Can MLLMs Read the Room? A Multimodal Benchmark for Assessing Deception in Multi-Party Social Interactions
Kang, Caixin, Huang, Yifei, Ouyang, Liangyang, Zhang, Mingfang, Liu, Ruicong, Sato, Yoichi
Despite their advanced reasoning capabilities, state-of-the-art Multimodal Large Language Models (MLLMs) demonstrably lack a core component of human intelligence: the ability to `read the room' and assess deception in complex social interactions. To rigorously quantify this failure, we introduce a new task, Multimodal Interactive Deception Assessment (MIDA), and present a novel multimodal dataset providing synchronized video and text with verifiable ground-truth labels for every statement.
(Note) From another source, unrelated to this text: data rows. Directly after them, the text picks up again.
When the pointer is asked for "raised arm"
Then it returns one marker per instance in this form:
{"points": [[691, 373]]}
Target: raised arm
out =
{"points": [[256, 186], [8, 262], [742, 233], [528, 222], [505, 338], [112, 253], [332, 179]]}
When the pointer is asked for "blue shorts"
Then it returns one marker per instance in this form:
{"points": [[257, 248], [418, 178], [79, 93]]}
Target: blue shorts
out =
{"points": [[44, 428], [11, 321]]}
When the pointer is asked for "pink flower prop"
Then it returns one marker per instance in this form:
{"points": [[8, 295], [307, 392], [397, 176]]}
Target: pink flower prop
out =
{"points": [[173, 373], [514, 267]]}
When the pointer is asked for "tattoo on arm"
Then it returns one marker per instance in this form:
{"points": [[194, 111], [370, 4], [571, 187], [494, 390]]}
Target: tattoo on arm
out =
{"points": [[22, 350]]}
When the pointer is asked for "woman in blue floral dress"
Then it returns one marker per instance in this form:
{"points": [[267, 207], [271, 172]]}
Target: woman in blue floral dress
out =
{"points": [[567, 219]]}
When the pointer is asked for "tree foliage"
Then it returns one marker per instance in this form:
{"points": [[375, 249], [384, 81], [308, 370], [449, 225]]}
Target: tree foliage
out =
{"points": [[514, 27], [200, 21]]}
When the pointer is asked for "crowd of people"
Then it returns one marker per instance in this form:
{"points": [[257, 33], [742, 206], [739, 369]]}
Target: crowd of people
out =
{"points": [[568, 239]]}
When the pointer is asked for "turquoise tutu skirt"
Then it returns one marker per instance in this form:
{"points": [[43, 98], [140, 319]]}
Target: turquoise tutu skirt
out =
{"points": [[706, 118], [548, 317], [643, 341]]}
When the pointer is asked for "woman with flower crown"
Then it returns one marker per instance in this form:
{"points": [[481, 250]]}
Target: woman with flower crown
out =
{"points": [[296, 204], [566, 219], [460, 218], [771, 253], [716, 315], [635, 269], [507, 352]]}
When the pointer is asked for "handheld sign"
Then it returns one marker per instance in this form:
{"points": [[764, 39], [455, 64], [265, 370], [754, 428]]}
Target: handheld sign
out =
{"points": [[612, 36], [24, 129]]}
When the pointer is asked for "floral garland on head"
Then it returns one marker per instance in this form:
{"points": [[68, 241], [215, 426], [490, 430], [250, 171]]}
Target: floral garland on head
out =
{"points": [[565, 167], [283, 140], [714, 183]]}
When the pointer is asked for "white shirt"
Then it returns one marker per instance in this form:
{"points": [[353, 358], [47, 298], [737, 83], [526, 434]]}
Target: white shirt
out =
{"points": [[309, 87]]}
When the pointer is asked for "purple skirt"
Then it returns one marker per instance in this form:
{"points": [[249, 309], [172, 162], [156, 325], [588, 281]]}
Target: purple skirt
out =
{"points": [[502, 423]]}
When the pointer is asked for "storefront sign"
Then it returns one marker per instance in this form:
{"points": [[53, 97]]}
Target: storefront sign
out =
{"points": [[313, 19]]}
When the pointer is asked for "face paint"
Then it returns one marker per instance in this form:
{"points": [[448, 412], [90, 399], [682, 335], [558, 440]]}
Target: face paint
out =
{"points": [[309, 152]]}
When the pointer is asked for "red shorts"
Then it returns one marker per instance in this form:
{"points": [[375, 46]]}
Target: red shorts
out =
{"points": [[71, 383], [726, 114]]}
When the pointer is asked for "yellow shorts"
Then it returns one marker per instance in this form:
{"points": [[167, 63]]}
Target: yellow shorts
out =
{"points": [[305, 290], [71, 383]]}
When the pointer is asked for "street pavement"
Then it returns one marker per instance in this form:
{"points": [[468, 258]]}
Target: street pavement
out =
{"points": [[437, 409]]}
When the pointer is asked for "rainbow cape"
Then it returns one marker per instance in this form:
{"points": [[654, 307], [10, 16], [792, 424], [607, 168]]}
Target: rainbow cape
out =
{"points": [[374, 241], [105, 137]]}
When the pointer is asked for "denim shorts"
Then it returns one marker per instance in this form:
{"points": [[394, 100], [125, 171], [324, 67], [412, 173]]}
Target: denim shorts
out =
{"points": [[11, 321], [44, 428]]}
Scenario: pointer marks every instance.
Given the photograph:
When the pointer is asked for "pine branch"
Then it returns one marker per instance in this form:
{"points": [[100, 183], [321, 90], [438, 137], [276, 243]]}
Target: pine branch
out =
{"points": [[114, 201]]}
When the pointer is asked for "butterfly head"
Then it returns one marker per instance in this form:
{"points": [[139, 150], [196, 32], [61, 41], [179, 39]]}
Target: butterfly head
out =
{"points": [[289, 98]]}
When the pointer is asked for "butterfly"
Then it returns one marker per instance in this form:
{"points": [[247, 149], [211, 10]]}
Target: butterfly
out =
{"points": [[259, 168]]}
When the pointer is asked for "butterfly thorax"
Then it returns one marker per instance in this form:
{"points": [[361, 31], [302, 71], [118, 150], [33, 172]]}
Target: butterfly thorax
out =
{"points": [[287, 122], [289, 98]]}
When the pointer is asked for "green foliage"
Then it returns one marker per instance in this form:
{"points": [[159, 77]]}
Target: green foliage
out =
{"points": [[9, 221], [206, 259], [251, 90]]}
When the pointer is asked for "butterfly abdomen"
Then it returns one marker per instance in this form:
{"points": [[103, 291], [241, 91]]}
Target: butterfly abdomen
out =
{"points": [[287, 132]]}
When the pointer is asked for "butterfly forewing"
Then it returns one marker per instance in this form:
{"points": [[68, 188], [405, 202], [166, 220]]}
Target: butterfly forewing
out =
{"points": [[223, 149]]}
We establish a comprehensive benchmark evaluating 12 state-of-the-art open- and closed-source MLLMs, revealing a significant performance gap: even powerful models like GPT-4o struggle to distinguish truth from falsehood reliably. Our analysis of failure modes indicates that these models fail to effectively ground language in multimodal social cues and lack the ability to model what others know, believe, or intend, highlighting the urgent need for novel approaches to building more perceptive and trustworthy AI systems. To take a step forward, we design a Social Chain-of-Thought (SoCoT) reasoning pipeline and a Dynamic Social Epistemic Memory (DSEM) module. Our framework yields performance improvement on this challenging task, demonstrating a promising new path toward building MLLMs capable of genuine human-like social reasoning.